On July 23 the rule known as Affirmatively Furthering Fair Housing (AFFH) HUD Secretary Ben Carson termed the rule as “a ruse for social engineering under the guise of desegregation”.

“The worst thing we can do in a major health pandemic is increase housing instability, homelessness, and overcrowding — which is what will happen if the Affirmatively Furthering Fair Housing provision is significantly weakened,” noted Lisa Rice, President and CEO of the National Fair Housing Alliance. “Taking away strong fair housing tools makes all of our communities less safe and increases housing instability. We have learned that lesson and we should not repeat that mistake. We will not allow Trump to take away tools to fight discrimination or make our neighborhoods less safe.”

“The government helped create entrenched, pernicious residential segregation and has an obligation to undo it,” said Nikitra Bailey, an Executive Vice President with the Center for Responsible Lending. “By rejecting the Fair Housing Act’s mission to dismantle segregation and the inequity it created, this Administration is eschewing its responsibility and will be on the wrong side of history.”

Initially promulgated under the Obama Administration AFFH required local jurisdictions receiving HUD funds to take meaningful actions to halt decades of discriminatory policies and practices that perpetuated racially segregated communities. Under the Trump Administration the rule was suspended and then replaced by a new one termed, Preserving Community and Neighborhood Choice. Under the new rule HUD grantees are no longer required to actively pursue local plans to eliminate segregated housing.

Across the nation, civil rights and housing advocates agree that historical segregation is largely responsible for the nagging inequity that Black America still confronts today.

Additionally, it is also particularly noteworthy that HUD finalized its new rule without providing an opportunity for public comment – a serious departure from the regular federal rulemaking process.

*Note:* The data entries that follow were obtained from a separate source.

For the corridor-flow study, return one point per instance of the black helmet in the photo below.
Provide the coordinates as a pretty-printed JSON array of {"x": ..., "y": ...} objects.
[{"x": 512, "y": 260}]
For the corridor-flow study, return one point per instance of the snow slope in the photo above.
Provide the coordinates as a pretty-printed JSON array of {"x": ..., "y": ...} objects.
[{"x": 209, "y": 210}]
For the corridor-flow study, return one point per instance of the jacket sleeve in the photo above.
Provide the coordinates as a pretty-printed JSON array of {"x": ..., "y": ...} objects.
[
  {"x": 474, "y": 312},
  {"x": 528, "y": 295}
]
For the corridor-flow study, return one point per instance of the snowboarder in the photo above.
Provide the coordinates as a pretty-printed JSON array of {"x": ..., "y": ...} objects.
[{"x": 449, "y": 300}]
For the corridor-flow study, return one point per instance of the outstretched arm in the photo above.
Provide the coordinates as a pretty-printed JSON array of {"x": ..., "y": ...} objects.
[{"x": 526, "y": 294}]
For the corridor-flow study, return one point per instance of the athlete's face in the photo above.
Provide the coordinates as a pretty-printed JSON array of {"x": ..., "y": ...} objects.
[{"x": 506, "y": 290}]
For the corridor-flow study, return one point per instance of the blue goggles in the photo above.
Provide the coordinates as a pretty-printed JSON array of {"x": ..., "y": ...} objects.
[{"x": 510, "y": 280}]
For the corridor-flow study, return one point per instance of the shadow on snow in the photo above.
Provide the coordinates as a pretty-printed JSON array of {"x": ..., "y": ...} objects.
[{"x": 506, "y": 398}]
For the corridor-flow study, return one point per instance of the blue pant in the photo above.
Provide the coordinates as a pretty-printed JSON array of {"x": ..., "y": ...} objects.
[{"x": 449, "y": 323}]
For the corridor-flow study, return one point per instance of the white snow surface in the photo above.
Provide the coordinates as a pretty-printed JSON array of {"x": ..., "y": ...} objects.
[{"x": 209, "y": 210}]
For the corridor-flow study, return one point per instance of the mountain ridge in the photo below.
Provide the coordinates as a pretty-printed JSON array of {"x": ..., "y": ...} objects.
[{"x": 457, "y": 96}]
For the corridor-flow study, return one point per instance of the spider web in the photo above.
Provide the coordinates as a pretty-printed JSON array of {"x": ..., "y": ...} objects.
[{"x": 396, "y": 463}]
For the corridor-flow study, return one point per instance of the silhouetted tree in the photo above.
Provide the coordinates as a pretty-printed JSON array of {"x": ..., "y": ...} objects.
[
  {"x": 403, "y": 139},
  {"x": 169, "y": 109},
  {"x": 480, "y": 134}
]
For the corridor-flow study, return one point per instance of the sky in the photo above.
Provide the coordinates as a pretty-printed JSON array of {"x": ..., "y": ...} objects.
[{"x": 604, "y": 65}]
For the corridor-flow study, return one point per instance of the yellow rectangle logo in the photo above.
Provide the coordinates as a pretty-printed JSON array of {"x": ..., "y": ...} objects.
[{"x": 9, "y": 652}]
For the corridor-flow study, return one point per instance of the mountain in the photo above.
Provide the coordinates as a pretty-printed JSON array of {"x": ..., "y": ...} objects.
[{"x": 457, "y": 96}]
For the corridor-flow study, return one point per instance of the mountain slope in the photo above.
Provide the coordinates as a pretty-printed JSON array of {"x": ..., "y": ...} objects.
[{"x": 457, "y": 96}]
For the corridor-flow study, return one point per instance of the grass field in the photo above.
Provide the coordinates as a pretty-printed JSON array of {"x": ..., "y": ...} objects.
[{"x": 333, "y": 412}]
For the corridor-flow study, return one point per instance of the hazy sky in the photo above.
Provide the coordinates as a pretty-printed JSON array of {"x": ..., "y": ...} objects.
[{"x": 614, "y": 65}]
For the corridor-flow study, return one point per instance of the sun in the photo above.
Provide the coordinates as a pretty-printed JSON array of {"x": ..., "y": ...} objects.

For the nation’s estimated 70 largest and oldest public housing authorities that together serve more than one million low-income households who live in federally-assisted housing, the rule is an affront to fair housing advocates across the country.

In an August 3 letter to HUD’s Carson, The Council of Large Public Housing Authorities (“CLPHA”) and Reno & Cavanaugh, PLLC wrote in part, “[R]ather than enforce an act of Congress, which they are obligated to do, HUD and the Administration endeavor to demonstrate Congressional support for the New AFFH Rule simply by relying on statements by individual members of Congress that “every community should be free to zone its neighborhoods and compete for new residents according to its distinct values.”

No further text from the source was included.